Entrare troppo nei dettagli è un esercizio che richiede sospiri, mezzi sorrisi per nascondere il fastidio dei ricordi. «Senta qui: mi sono venute le mani fredde» dice il caporalmaggiore Störk che la mente riporta ai suoi ventun’anni (non venti) e davanti a un cumulo di cadaveri. «Alla fine ne ho contati 97» aveva rivelato nella sua prima deposizione. I 73 del suo plotone e alcuni dell’altro per i quali la Procura lo accusa comunque di «concorso morale». Eccoli, quei cadaveri. Riaffiorano da una memoria sepolta dal tempo. «Li rivedo e ci penso sempre, ci penserò fino all’ultimo giorno e già questo per me vuol dire pagare il conto. Quel giorno fu il peggiore di tutto il mio tempo di guerra, molto peggio che sul fronte russo».
Dalle pareti di casa decine di volti sorridono a chissà chi e chissà dove. Il signor Störk sa dire semmai quando. «Mi può passare quella fotografia laggiù?» chiede. E apre l’album della vita. «Ecco, qui è il ’48 quando ci siamo sposati. Qui è dieci anni fa, qui sono io nel ’44...». C’è la moglie Regina («È morta poche settimane fa»), ci sono i nipotini ormai grandi, i figli, i fratelli, gli amici. Ha mai raccontato ai suoi nipoti di Cefalonia? La domanda sembra spiazzarlo. «Sì, sanno quello che c’è da sapere». E che cosa direbbe ai parenti degli italiani uccisi? «Che è stata una cosa ingiusta ma io non potevo disobbedire e disertare, avevo accanto gli ufficiali». Il pensiero torna ai suoi figli e nipoti: «A loro ho detto "a voi non succederà mai ma se dovesse accadere vi prego, non fatelo. Non partecipate mai a un’azione come la mia"».

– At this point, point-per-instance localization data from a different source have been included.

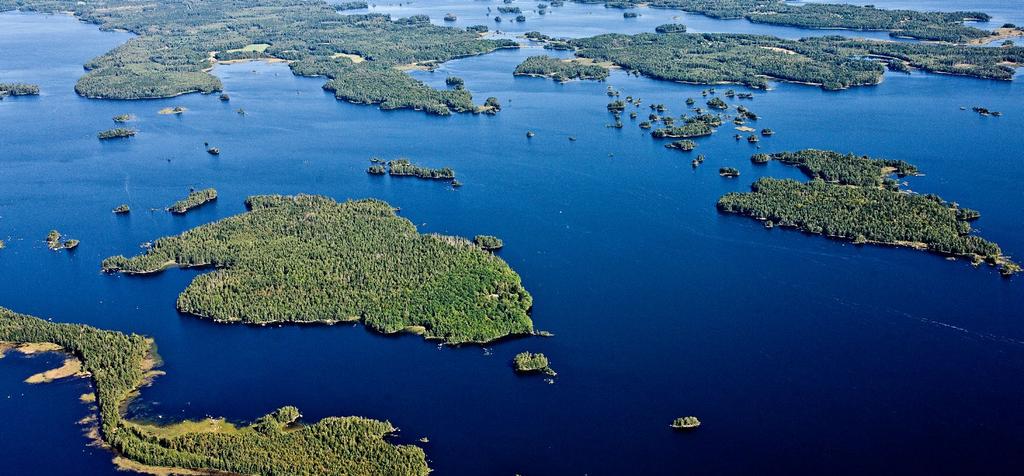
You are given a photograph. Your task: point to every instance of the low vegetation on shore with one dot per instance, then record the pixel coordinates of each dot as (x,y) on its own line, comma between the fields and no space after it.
(685,423)
(116,133)
(196,199)
(18,89)
(120,363)
(488,243)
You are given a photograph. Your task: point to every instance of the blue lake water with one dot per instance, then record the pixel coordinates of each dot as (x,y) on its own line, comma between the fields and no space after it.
(800,354)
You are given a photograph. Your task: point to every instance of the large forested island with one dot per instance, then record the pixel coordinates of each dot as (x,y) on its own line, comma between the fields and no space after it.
(179,41)
(867,214)
(560,70)
(310,259)
(120,363)
(848,169)
(944,26)
(833,62)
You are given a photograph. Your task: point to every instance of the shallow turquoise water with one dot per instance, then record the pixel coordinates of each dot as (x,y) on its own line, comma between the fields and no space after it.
(800,354)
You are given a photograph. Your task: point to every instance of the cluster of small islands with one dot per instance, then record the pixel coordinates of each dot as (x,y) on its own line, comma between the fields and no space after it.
(311,259)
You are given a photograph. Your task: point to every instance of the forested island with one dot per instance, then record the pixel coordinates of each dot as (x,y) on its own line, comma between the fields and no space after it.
(54,243)
(936,26)
(832,62)
(561,70)
(488,243)
(196,199)
(867,214)
(311,35)
(685,423)
(119,364)
(528,362)
(847,169)
(310,259)
(403,168)
(18,89)
(116,133)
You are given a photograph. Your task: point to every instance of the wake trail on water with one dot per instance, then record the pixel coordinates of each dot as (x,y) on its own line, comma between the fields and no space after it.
(938,323)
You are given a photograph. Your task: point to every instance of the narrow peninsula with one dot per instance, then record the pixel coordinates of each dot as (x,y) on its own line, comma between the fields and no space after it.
(119,364)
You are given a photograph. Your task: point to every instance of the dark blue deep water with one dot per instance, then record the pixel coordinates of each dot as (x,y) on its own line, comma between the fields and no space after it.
(800,354)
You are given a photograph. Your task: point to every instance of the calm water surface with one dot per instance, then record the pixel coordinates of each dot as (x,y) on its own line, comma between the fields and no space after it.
(800,354)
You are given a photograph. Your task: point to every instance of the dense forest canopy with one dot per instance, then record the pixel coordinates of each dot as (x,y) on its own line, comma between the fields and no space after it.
(177,39)
(865,214)
(118,363)
(560,70)
(937,26)
(833,62)
(310,259)
(848,169)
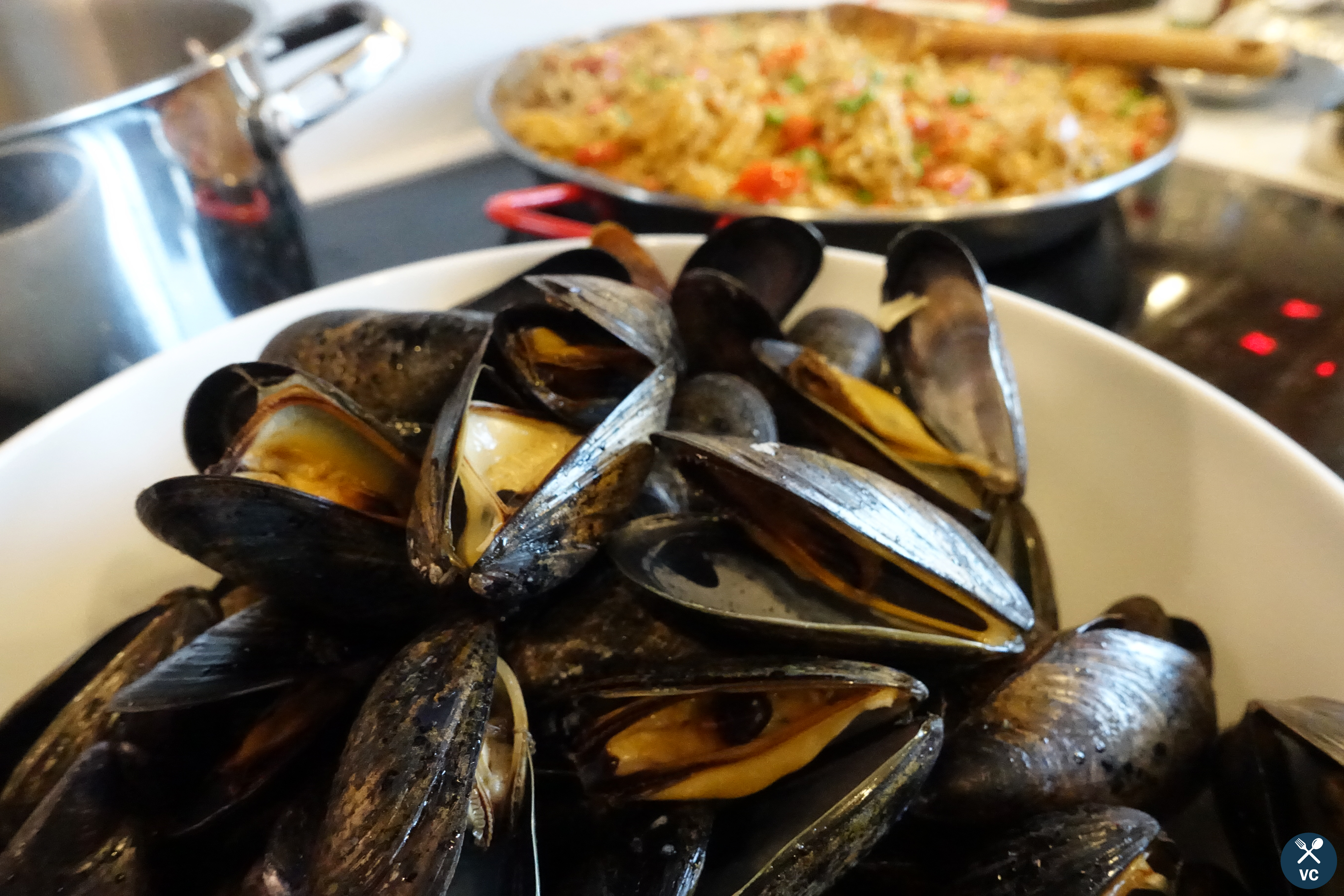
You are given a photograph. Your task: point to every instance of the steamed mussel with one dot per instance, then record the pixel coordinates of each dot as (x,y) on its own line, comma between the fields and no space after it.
(624,585)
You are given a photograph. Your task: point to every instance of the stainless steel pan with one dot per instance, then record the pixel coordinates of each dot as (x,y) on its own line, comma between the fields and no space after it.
(995,229)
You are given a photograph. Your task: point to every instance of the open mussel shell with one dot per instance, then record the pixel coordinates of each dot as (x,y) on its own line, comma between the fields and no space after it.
(726,729)
(518,291)
(775,258)
(951,355)
(85,721)
(802,836)
(33,713)
(400,809)
(588,347)
(260,648)
(84,838)
(1277,774)
(807,418)
(1091,851)
(323,558)
(530,549)
(862,538)
(398,366)
(1103,716)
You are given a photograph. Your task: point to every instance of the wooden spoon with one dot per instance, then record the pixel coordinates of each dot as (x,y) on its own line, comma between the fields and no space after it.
(901,37)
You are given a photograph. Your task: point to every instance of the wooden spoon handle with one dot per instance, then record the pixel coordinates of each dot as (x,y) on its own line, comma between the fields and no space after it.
(1175,50)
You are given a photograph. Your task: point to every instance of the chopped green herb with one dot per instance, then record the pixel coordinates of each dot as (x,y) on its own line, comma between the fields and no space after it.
(854,104)
(814,162)
(1132,98)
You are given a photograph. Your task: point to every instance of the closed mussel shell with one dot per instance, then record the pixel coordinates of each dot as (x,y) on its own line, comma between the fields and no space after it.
(951,358)
(807,418)
(398,366)
(85,721)
(84,838)
(1091,851)
(400,804)
(854,551)
(1103,716)
(518,503)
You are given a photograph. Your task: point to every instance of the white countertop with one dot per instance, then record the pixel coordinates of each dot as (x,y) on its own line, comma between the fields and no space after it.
(421,119)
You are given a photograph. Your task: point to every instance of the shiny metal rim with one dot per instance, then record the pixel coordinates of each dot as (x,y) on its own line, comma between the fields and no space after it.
(217,60)
(1092,191)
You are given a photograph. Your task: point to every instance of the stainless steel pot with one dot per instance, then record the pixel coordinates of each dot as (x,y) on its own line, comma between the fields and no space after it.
(995,229)
(143,198)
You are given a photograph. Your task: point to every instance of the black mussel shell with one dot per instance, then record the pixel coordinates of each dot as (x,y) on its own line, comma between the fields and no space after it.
(84,838)
(806,420)
(323,558)
(599,625)
(1279,774)
(802,836)
(398,366)
(1103,716)
(260,648)
(709,566)
(400,804)
(847,339)
(1142,613)
(557,531)
(722,405)
(222,405)
(519,292)
(741,706)
(951,354)
(33,713)
(655,850)
(720,319)
(85,721)
(775,258)
(828,519)
(1084,852)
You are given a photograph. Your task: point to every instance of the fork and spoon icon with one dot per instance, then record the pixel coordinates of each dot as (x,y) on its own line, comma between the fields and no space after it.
(1316,844)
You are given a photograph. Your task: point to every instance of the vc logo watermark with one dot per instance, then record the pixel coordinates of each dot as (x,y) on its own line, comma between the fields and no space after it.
(1308,862)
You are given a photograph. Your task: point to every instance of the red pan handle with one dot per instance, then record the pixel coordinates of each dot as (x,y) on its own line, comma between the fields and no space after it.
(514,209)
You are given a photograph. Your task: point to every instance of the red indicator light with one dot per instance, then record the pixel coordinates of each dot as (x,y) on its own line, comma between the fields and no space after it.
(1259,343)
(1302,311)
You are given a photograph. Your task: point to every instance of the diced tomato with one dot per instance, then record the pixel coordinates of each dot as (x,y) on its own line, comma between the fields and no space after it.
(771,181)
(798,131)
(953,178)
(948,132)
(783,58)
(599,154)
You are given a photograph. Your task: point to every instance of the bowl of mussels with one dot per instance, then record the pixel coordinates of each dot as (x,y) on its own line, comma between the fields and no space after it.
(663,567)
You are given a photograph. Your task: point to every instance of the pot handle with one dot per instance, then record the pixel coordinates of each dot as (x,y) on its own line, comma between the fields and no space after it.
(319,93)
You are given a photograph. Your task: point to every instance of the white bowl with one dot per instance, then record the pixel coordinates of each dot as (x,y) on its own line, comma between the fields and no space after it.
(1146,480)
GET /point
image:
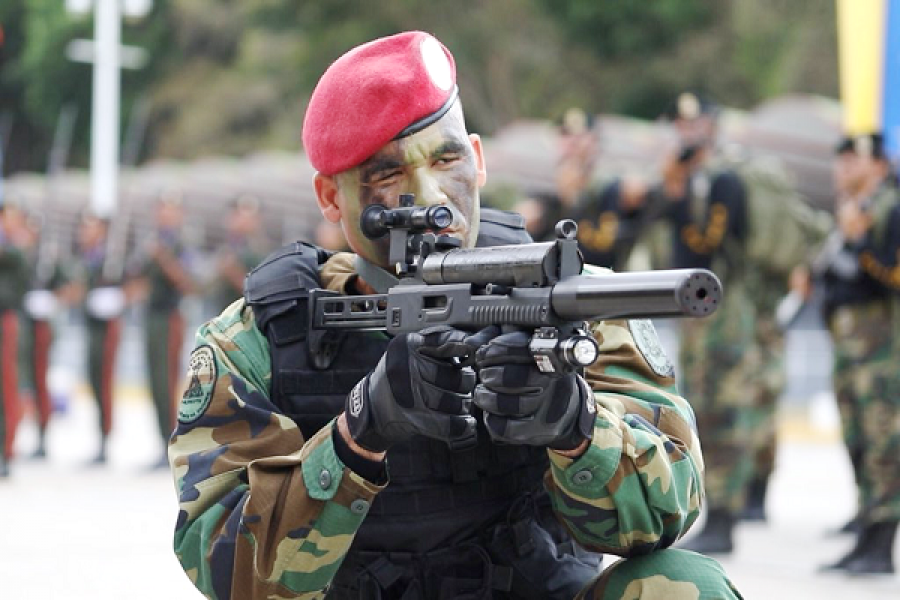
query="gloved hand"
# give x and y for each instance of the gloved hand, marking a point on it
(416, 389)
(524, 406)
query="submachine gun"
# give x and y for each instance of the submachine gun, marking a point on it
(536, 285)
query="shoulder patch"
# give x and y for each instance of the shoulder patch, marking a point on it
(647, 341)
(202, 376)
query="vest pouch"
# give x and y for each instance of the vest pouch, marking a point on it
(463, 572)
(544, 562)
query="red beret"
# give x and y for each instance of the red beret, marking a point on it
(385, 89)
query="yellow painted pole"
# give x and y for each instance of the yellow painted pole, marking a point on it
(861, 31)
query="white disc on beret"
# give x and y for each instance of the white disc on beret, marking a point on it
(436, 63)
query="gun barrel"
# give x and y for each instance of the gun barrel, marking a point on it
(642, 294)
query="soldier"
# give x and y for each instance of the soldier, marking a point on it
(298, 478)
(575, 161)
(51, 288)
(243, 248)
(861, 278)
(706, 211)
(610, 219)
(164, 266)
(15, 277)
(99, 288)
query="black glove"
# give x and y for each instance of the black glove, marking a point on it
(524, 406)
(416, 389)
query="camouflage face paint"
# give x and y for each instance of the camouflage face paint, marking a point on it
(439, 165)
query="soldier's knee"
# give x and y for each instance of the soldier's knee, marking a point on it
(670, 574)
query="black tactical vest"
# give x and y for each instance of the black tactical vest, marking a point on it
(469, 523)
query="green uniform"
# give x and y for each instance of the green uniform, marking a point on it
(247, 254)
(863, 316)
(765, 291)
(37, 339)
(164, 333)
(103, 323)
(15, 276)
(708, 229)
(266, 512)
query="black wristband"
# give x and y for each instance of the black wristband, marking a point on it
(370, 470)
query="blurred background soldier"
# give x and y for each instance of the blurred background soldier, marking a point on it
(610, 219)
(243, 248)
(858, 267)
(330, 236)
(51, 288)
(14, 275)
(99, 284)
(164, 267)
(706, 211)
(573, 171)
(782, 227)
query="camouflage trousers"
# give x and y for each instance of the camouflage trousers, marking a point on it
(719, 367)
(662, 575)
(768, 384)
(867, 389)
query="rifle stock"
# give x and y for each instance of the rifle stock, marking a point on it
(539, 286)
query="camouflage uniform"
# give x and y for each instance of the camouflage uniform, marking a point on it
(265, 512)
(37, 339)
(164, 330)
(765, 291)
(104, 330)
(866, 382)
(606, 233)
(717, 356)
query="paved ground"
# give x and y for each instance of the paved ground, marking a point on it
(73, 532)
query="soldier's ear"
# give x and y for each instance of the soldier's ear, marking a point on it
(480, 166)
(327, 197)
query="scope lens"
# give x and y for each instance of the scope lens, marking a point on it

Se gli chiedi cos’ha imparato dalla guerra, quest’uomo dai capelli bianchi per una volta risponde d’impeto: «Che avrei preferito non essere mai stato un soldato». Se vuoi sapere cos’ha da dire al procuratore De Paolis, invece, ci pensa un po’ su: «Che mi lasci in pace, per favore». E poi un pensiero, un desiderio per Cefalonia: «Vorrei tornarci per rendere omaggio alle vittime. Che ci crediate o no io sono una brava persona».